If you happen to pop painkillers on an empty stomach, or throw back (just) one glass of wine even though your doctor recommended otherwise while taking a round of antibiotics—you might be jeopardizing your health.
Here are seven medication warnings you never want to ignore…
1. Taking Drugs Without Eating
If you pop your arthritis medication (i.e., Naproxen) before taking a bite of your bagel, you could be doing more than giving yourself a nasty tummy ache. Pharmacists will often remind those filling prescriptions for non-steroidal anti-inflammatory drugs (NSAID), and even buying over-the-counter ibuprophen, to take with food for good reason. While food often acts as a defensive barrier between acidic meds and your tender stomach lining—many drugs also require small amounts of fat for effective absorbency and full potency.
2. Medication and Sun Exposure
Pharmacists at Bouvé College of Health Sciences, at Northeastern University, warn that even 15-minutes of exposure to the hot sun (or a tanning bed) when taking antibiotics or diabetes medication can leave you covered in a nasty burn or a red, itchy rash. Medications with photosensitizing characteristics can cause a localized immune response, especially in light skinned individuals, causing a delayed photo-allergic reaction, usually within 24 hours of taking the first dose of medication.

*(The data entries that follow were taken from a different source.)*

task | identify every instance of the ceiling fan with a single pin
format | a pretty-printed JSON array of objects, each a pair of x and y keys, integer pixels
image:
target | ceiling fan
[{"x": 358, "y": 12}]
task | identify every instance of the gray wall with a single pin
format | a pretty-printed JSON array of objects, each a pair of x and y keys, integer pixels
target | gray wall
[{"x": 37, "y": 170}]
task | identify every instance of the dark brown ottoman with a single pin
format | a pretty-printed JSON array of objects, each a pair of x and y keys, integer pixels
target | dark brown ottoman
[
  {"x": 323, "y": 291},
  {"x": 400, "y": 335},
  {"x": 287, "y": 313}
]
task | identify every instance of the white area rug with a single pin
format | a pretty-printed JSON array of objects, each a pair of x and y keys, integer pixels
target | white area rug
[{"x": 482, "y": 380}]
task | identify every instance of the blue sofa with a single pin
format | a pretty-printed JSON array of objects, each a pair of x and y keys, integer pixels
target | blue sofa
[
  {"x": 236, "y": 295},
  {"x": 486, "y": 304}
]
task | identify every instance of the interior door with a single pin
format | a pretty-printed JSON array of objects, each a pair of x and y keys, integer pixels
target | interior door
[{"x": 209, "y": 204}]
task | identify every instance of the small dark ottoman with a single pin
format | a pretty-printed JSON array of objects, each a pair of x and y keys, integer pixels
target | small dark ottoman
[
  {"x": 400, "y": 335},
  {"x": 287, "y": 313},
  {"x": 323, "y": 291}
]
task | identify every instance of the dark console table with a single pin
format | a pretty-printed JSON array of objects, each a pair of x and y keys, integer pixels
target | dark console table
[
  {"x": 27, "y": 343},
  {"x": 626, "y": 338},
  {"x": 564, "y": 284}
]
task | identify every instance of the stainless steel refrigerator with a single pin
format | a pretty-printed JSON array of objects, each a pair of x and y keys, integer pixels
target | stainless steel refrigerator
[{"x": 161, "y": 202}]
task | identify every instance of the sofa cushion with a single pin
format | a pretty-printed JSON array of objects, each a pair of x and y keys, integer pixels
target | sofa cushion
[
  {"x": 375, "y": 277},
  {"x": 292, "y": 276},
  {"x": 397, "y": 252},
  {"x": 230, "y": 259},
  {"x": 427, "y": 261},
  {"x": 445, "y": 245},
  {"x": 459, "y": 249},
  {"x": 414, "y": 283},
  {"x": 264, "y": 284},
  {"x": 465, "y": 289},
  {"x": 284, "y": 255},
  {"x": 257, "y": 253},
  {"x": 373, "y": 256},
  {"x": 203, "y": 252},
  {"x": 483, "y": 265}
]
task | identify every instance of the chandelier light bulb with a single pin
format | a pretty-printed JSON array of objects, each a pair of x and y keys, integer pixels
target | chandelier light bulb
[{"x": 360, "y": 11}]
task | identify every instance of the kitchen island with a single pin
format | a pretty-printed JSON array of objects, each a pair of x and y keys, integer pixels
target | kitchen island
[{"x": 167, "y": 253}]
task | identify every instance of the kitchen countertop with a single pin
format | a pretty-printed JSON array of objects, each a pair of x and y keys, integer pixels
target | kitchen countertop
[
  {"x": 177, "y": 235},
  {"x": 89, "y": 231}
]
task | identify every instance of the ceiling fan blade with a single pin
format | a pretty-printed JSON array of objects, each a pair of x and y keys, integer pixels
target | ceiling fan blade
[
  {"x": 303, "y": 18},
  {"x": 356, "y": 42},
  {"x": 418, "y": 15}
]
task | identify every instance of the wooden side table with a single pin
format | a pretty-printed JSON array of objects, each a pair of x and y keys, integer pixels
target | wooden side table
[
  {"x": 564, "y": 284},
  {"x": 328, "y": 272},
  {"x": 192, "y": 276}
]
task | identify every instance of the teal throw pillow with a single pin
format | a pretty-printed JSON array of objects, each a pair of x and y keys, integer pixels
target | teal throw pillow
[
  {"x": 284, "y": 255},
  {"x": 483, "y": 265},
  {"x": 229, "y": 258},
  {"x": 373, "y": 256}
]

3. Licorice with Medication
If you take HCTZ blood pressure medication to treat hypertension, the warning label on your pill bottle may include a strict warning against glycyrrhizin, a prevalent ingredient in sweeteners, herbal teas, and even black licorice root. According to the U.S. Food and Drug Administration (FDA), glycyrrhizin can interact with heart rhythm medication causing potassium levels to drop and placing your heart at risk of fatal cardiac arrhythmia.
4. Mixing Adverse Drugs
Many medications and prescription-supplement mixtures can be dangerous. In fact, the Pennsylvania-based Institute for Safe Medication Practices, points to several adverse medication combinations—such antibiotics and oral contraceptives (the former reduces the effectiveness of the latter), painkillers and supplements (many of which are not approved by the FDA and carry unknown side effects), and blood thinners (i.e., Coumadin) taken with aspirin, a combo that can interfere with clotting and increase your chance of internal bleeding. This is why it’s important to use the same pharmacy to fill prescriptions and alert your doctor to all medications and supplements you are taking.
5. Grapefruit and Other Citrus
An innocent half grapefruit or a glass of grapefruit juice at breakfast is perfectly healthy—unless you happen to be taking one of roughly 80 drugs that the fruit interacts adversely with. The UK’s National Health Service and the Canadian Medical Association Journal maintain that grapefruit contains furanocoumarins, chemical compounds that mess with the body’s ability to break down and process certain drugs, leaving you with excessive or limited amounts of the drug in your body. Keep in mind that other citrus fruits contain furanocoumarins (i.e., pomelos, limes, and Seville oranges).
6. Mixing Drugs and Alcohol
Mixing drugs and alcohol is never a good idea. However, the National Institute on Alcohol Abuse and Alcoholism says that drinking when taking antibiotics, anti-anxiety medications (i.e., Valium or Xanax), or even over-the-counter pain relievers (i.e., acetaminophen) can cause nausea, extreme drowsiness, fainting, breathing troubles, heart problems, and liver damage. Worse still, long term abuse of mixing drugs and alcohol can lead to organ failure.
7. Dosage Compliance
The most recent statistics from the Institute of Medicine claim that 1.5 million Americans (predominantly seniors) are harmed by medication errors each year due to forgetfulness, misunderstanding, and financial constraint. Even over-the-counter pain relieves (i.e., acetaminophen) can pose a risk to your liver if you take too much, which is why its vital to real medication labels fully and comply exactly with the instructions or your doctor’s recommendations.